Wednesday, May 05, 2010
MP demands answers over wait for £12.5m payout to ex-MG Rover workers
Richard Burden, the Labour MP for Birmingham Northfield, whose constituency covers the car plant in Longbridge, said the former bosses, nicknamed the Phoenix Four, had the means to solve the impasse.
However, the former owners now say the money laid aside to cover the £12.5m payout they promised is at risk after a bank came forward to claim a debt.
HBOS, a part of Lloyds, which is 41 per cent owned by the Government, has called in a £23m debt after losing millions in the firm.
The Phoenix Four said the HBOS claim jeopardised the trust fund and said it was "fundamentally and morally wrong".
They said it was a "spurious" action which would prevent 6,000 car workers who were made redundant at the Midlands factory from getting the money that they were promised.

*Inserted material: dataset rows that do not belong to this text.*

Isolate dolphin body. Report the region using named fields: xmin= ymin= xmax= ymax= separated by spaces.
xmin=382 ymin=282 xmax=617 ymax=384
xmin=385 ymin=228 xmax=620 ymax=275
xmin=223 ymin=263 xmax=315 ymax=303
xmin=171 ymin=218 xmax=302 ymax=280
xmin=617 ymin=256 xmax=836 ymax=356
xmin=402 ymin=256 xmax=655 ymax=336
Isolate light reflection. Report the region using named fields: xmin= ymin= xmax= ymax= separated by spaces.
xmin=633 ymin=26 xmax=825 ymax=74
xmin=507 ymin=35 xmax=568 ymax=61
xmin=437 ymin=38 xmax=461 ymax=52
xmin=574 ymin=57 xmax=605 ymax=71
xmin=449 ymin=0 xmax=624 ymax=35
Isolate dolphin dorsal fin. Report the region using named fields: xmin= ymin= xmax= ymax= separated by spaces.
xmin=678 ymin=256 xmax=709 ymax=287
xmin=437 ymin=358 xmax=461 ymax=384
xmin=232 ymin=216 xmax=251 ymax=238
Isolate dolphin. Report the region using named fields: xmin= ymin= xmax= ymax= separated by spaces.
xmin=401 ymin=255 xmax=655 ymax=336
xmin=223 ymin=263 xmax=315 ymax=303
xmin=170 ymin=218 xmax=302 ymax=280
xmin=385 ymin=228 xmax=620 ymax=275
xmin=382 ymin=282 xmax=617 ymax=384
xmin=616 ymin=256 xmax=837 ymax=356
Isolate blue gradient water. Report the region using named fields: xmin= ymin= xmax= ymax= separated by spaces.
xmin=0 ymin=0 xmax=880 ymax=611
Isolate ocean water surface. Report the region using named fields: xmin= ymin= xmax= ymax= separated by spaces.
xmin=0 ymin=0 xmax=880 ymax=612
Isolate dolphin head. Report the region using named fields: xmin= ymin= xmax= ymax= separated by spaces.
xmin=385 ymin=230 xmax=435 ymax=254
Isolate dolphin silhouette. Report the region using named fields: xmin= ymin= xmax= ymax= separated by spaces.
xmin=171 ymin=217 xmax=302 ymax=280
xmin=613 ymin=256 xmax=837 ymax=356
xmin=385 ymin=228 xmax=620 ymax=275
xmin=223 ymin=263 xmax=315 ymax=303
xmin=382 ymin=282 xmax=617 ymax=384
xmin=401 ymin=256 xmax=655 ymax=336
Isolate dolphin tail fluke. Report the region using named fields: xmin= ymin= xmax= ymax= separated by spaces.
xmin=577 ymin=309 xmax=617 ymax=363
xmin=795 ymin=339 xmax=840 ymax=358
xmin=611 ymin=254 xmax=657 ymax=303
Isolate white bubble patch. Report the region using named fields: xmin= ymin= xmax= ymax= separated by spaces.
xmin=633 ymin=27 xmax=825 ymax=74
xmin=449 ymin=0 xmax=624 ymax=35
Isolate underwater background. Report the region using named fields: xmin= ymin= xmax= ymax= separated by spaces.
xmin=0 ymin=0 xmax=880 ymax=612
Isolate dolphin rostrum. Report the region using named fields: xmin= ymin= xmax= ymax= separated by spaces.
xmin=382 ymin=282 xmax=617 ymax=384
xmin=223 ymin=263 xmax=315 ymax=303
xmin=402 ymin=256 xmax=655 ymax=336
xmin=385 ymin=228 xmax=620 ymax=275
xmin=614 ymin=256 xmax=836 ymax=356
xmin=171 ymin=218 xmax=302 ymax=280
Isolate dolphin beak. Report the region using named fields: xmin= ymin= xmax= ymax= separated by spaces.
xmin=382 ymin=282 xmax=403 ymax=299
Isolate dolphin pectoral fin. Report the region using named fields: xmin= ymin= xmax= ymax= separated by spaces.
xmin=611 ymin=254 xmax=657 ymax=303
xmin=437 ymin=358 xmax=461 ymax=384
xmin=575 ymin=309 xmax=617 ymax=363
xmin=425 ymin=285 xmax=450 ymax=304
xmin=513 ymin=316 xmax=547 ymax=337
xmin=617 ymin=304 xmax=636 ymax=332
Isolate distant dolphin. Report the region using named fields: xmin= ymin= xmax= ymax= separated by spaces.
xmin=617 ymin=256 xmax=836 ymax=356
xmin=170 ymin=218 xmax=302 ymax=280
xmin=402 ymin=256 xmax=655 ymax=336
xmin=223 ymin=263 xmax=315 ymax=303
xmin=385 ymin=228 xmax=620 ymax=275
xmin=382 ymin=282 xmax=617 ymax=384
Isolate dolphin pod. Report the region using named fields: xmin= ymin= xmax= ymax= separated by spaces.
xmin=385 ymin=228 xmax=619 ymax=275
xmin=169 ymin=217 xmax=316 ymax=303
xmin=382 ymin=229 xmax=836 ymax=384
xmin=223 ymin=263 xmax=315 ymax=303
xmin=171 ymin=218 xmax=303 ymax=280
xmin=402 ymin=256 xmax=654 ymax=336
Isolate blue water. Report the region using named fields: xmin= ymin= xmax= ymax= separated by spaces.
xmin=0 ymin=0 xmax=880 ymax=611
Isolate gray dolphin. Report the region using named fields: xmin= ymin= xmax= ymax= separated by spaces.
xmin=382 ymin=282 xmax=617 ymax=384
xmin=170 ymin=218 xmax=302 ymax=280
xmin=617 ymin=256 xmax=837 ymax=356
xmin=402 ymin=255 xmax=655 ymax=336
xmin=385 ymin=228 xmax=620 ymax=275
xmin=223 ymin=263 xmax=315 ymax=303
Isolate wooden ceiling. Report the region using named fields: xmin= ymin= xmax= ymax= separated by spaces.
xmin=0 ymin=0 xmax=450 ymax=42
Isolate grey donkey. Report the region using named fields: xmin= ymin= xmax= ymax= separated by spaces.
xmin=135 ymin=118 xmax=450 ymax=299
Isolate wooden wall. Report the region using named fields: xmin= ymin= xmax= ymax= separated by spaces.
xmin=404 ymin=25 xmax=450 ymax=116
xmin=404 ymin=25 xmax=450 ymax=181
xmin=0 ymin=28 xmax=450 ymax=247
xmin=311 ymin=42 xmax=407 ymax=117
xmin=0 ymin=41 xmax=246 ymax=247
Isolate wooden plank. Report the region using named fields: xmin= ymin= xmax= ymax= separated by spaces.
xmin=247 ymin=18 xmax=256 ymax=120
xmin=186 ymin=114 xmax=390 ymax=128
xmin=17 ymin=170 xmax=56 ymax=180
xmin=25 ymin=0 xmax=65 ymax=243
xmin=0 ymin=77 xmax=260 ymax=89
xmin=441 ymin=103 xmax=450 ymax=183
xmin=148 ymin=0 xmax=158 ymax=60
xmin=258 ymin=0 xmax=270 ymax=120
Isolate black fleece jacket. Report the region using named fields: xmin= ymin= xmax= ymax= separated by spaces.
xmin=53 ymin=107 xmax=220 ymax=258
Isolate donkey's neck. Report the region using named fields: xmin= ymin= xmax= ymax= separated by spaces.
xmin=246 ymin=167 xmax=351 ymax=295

HBOS said it had a duty to recover any losses it had incurred and said that the Phoenix Four were not in a position to promise money to former staff which they already owed to someone else.
Others, including the MP, suggested the accusation was a smokescreen intended to mask the fact that all the Phoenix Four's promises about a fund for workers who lost their jobs have, to date, proven empty.
Mr Burden said: "The Phoenix Directors still have it in their power to end the delay and to get money into the Trust Fund for their former employees.
"They have already had to wait five years - and that's five years too long.
"The Phoenix Directors awarded themselves millions of pounds over the years from their involvement with MG Rover and related companies.
"That money does not appear to have been held up by any possible claims from HBOS. So there is no reason to hold up why money due to former employees who have already lost so much."